A half-mile and two hills down, we walked up a third hill like we had the other two: slowly, a step at a time, stopping to glass, dissectingthe scene as each step revealed more of the pasture panorama.
We spotted tips of antlers, then another set, and then another, on the upper reaches of the south-facing slope of the next hill. We crouched and backtracked to plan a new approach. Sam looked at me with a curious expression that asked: How’d you know they’d be laying up there like that?
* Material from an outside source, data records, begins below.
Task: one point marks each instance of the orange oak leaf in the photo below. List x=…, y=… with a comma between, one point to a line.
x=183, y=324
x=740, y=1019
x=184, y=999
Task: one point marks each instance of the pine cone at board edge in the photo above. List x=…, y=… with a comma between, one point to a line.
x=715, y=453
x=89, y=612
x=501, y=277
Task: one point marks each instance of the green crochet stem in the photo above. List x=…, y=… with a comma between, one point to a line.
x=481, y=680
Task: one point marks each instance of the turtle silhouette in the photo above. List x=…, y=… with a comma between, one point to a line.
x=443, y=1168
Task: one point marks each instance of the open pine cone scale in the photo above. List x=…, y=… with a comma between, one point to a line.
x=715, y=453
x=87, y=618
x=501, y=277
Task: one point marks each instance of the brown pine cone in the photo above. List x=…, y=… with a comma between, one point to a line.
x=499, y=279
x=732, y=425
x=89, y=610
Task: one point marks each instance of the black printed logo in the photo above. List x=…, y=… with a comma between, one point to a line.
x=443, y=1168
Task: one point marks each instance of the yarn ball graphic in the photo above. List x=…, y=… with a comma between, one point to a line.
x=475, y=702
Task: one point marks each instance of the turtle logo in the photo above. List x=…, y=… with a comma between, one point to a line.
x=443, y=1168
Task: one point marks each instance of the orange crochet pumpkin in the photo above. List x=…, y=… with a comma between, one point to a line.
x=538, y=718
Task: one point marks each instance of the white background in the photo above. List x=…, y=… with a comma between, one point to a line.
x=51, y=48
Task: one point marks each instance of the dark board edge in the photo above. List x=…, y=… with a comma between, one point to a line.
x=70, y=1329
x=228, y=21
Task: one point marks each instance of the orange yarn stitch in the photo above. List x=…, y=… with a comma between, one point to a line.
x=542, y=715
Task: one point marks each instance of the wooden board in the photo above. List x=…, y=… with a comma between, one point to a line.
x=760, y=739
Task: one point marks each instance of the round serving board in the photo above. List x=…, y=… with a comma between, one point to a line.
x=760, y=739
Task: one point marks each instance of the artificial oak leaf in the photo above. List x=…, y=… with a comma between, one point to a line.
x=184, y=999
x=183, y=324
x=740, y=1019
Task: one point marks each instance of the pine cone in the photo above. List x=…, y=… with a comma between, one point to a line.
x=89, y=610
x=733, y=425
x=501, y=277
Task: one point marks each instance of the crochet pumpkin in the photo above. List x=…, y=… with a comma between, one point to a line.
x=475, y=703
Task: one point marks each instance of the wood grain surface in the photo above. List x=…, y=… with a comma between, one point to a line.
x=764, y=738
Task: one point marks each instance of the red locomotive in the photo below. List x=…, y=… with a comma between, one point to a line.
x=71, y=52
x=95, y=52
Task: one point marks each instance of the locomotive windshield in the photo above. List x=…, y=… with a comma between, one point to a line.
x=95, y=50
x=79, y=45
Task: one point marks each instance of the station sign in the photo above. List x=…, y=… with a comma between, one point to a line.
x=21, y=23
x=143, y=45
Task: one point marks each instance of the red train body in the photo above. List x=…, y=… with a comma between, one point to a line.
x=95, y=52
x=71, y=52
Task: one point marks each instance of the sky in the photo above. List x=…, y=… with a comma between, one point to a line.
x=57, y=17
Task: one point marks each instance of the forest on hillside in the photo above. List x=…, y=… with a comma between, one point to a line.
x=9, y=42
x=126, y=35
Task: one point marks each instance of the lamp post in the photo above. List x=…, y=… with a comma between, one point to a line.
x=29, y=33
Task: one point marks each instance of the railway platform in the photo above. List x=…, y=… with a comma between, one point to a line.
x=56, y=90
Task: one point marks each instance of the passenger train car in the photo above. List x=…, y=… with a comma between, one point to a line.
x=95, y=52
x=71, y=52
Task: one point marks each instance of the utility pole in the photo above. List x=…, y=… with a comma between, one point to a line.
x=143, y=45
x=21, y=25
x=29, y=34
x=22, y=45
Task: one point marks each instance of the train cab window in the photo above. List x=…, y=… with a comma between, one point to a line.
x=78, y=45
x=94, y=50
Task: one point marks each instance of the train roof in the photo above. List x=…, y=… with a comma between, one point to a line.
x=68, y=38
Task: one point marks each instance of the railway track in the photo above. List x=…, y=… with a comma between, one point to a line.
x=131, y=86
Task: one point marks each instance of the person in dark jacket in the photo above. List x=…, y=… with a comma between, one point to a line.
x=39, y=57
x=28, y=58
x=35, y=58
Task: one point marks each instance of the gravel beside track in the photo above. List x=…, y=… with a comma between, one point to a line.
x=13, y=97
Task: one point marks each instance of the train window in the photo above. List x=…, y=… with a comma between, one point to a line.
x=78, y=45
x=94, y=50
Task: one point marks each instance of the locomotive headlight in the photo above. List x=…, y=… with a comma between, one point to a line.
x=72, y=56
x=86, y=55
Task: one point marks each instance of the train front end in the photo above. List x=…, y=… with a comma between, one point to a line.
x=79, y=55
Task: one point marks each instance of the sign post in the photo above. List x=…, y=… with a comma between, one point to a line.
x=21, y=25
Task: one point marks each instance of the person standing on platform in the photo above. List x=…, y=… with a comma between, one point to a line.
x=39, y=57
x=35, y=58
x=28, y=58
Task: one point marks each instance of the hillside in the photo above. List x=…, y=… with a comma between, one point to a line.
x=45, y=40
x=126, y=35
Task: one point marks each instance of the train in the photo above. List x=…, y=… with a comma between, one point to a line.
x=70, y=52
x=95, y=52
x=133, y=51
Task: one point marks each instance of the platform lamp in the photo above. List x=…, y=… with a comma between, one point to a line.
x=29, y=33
It was one of those times when a shared moment meant something deeper. I hadn’t deliberately intended to make it a lesson on how to hunt deer. I’d learned from experience and sort of automatically said what I was thinking so we’d have a plan. It struck me later that the passing along of the “how” of hunting is an important part of the “why.”
That’s how I’d always done it, teaching Sam and his two older brothers, Hunter and Jack, by being in the field with them, pointing out bits and pieces of what I had learned by experience or by reading outdoor books and magazines.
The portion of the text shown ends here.